タグに書かれている数字には、2種類あります。服そのものを測った数字と、着る人の体を想定した数字。この2つを混同すると、サイズ選びが毎回ぶれます。見分け方と使い方を整理します。
2種類の数字がある
| 種類 | 何を測ったか | 使い方 |
|---|---|---|
| 実寸(製品寸法) | 服そのもの | 手持ちの服と比べる |
| ヌード寸法(参考体型) | 着る人の体 | 自分の体と比べる |
「肩幅44センチ」が実寸なら、服の肩から肩までの長さです。ヌード寸法なら、その服が想定している人の肩幅。
この2つは数センチ違います。服にはゆとりが入っているからです。
商品ページに「製品寸法」「実寸」と書かれていれば前者、「参考サイズ」「適応サイズ」なら後者です。
どちらか分からない場合は、着丈が書かれているかで見分けられます。

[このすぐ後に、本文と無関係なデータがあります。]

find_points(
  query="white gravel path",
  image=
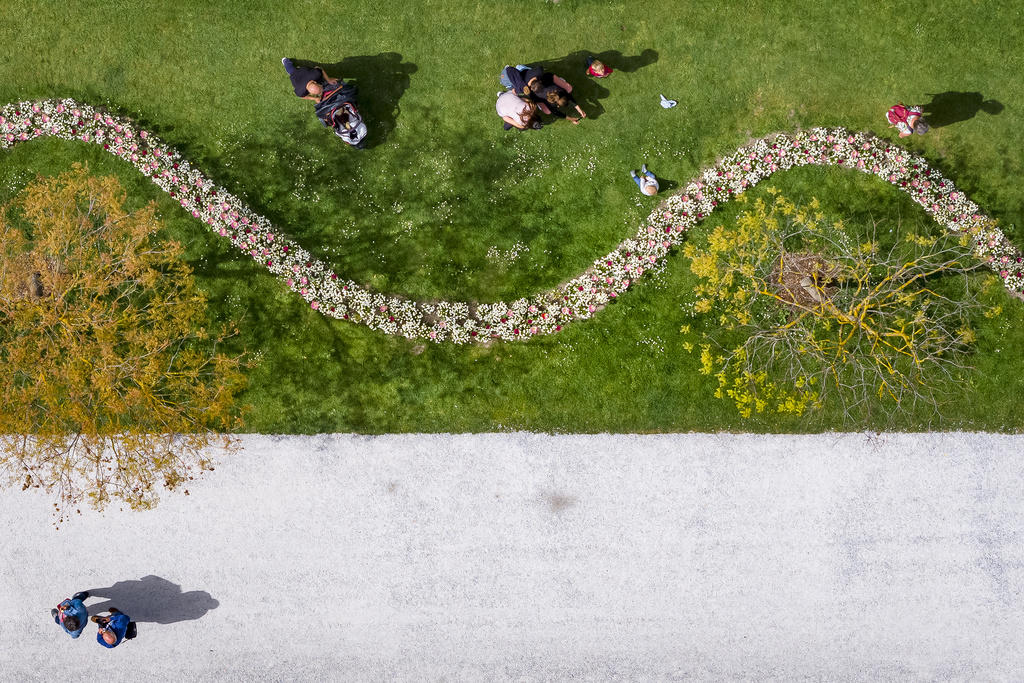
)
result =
(527, 556)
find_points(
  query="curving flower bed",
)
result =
(548, 311)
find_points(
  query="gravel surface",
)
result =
(529, 557)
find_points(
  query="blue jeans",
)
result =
(505, 79)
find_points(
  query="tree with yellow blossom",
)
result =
(802, 311)
(112, 383)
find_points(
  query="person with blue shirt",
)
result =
(113, 628)
(72, 614)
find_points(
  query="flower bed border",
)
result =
(548, 311)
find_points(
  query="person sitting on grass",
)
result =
(516, 112)
(308, 83)
(556, 97)
(598, 69)
(907, 120)
(645, 181)
(521, 79)
(548, 91)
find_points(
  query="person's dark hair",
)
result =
(555, 95)
(528, 114)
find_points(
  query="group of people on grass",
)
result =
(530, 92)
(73, 615)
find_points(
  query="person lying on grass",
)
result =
(308, 83)
(556, 97)
(516, 112)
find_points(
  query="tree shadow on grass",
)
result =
(951, 107)
(382, 80)
(587, 89)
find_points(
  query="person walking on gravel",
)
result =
(113, 629)
(72, 613)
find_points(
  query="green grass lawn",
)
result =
(446, 205)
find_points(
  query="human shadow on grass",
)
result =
(153, 599)
(382, 79)
(587, 90)
(952, 107)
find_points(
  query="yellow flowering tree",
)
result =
(802, 311)
(111, 383)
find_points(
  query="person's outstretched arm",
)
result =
(514, 121)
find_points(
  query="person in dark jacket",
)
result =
(113, 628)
(521, 79)
(307, 83)
(556, 97)
(72, 613)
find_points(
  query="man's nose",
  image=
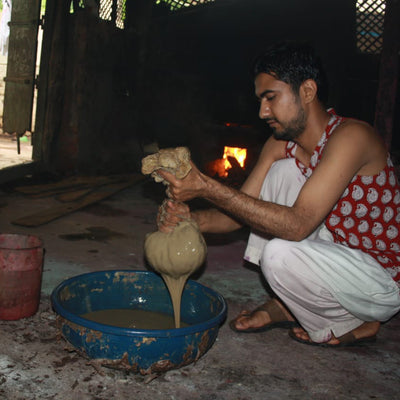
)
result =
(264, 111)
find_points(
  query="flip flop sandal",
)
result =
(347, 340)
(275, 313)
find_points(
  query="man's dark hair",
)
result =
(293, 63)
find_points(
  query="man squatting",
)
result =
(323, 203)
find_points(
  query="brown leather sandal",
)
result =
(347, 340)
(277, 316)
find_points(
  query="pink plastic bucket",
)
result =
(21, 261)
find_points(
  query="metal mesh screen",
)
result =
(177, 4)
(370, 18)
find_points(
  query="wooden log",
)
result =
(101, 193)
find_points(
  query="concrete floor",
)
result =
(36, 364)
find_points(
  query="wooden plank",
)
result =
(74, 195)
(50, 214)
(69, 184)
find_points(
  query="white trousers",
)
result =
(328, 287)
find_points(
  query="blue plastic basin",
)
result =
(145, 351)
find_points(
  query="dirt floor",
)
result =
(35, 363)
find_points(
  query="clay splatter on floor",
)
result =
(96, 233)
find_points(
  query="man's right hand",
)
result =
(170, 214)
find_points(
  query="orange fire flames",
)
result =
(221, 166)
(237, 152)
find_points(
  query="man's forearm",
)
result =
(270, 218)
(214, 221)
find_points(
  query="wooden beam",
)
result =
(388, 74)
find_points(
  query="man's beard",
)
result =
(292, 129)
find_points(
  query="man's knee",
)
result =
(273, 258)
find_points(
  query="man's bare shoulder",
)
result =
(356, 129)
(358, 140)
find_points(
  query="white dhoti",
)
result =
(328, 287)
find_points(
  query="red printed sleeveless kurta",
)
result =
(367, 216)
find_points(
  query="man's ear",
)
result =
(308, 90)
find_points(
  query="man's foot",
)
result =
(365, 333)
(268, 316)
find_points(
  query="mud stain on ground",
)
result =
(95, 233)
(105, 210)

着丈は実寸にしかありません。
実寸で比べるのが最も確実
自分の体を測るより、手持ちの服を測るほうが正確です。
体は測る位置で数センチ変わりますが、服は平らに置けば誰が測っても同じになります。
手持ちを測る5か所
- 肩幅:縫い目から縫い目
- 身幅:脇の下から脇の下
- 着丈:襟の付け根から裾
- 袖丈:肩の縫い目から袖口
- (パンツ)ウエスト・股下・裾幅
この数字をメモに入れておけば、どの通販でも比較できます。
上着・シャツ・パンツで各1枚、計3枚あれば足ります。
SMLに基準はない
国内でも海外でも、統一された定義はありません。
| 表記の系統 | 傾向 |
|---|---|
| 国内ブランド | 日本人の平均に近い |
| 欧米 | 全体に大きい・袖が長い |
| アジア圏の通販 | 小さめのことが多い |
| 量販店 | 独自の基準 |
海外のMは、国内のLに近いことがあります。袖丈と着丈が特に長い。
同じブランドでも、品目によって基準が違うことがある。上着とシャツで同じMでも、想定が違う。
だから表記は参考程度にして、実寸を見る習慣をつけるのが確実です。
数字の表記の種類
| 表記 | 意味 | 使われる品目 |
|---|---|---|
| S・M・L | 相対的な大小 | トップス全般 |
| 46・48・50 | 欧州の体格の目安 | ジャケット・スーツ |
| A5・AB6・BB7 | 体型と身長の組み合わせ | スーツ |
| 首回り-裄丈 | 39-82など | ワイシャツ |
| ウエスト(インチ) | 30・32など | パンツ |
スーツの「A5」は、Aが体型、5が身長帯を表します。AがA型(標準)、ABがやや太め、BBが太め。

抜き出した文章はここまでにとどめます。